でもその生い立ちは、決して恵まれたものではなかったと思う。もしかしたら、歴代のE-Systemボディで、いちばん数が出なかったモデルかもしれない。オリンパスの生真面目な性格が災いしてか、E-30には兄貴分であるE-3と同等のAF性能や1/8000秒対応の高速シャッター機構が盛り込まれ、ボディ単体の初値が(E-3とさして変わらない)12万円ほどになってしまった。当時のユーザーの声も、「高い」「これならE-3を買う」というものが多かったように思う。カメラボディとしての基本性能には奢られた箇所が多かったけれど、防塵防滴が謳われなかったことも、広い支持を得られなかった原因かもしれない。
だけど僕は、細かーく仕様を確認した上で、E-30を選んだ。結果として、妥協のない良いボディだと思っている。

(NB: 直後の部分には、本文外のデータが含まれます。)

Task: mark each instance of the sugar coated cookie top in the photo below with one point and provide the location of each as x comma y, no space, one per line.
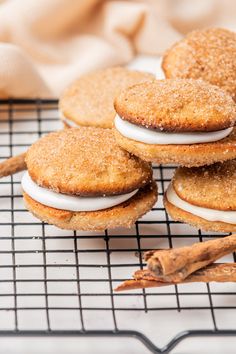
85,161
212,187
183,105
208,54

よく「オリンパス機はAFが弱い」と勘違いされることが多いのだけど、E-3と、そのAFユニットを受け継いだE-30に限っては、そんなことはない。同世代のライバル機であるニコンのD90、キヤノンの50DとAF性能を諸元で比較してみても、、、
OLYMPUS E-30:11点全点ツインクロス測距、測距可能な輝度はEV-2~19
CANNON 50D:9点全点クロス測距、測距可能な輝度はEV-0.5~19
NIKON D90:11点測距(クロス測距は中央1点のみ)、測距可能な輝度はEV-1~19
……というように、E-30の性能がアタマ一つ抜けている。これはE-30が一番、測距点の数が多く、精度に優れ、かつ暗いところでもAFが合うということ。実際の使用感でも、高速で信頼に足るオートフォーカスだと思う(またD90は、最高シャッターが1/4000に留まっているのも残念な点)。ただしオリンパスは、動体追尾AF(コンティニュアスAF)の制御が弱いようだ。測距点の間にアシストAFポイントがないからかもしれない。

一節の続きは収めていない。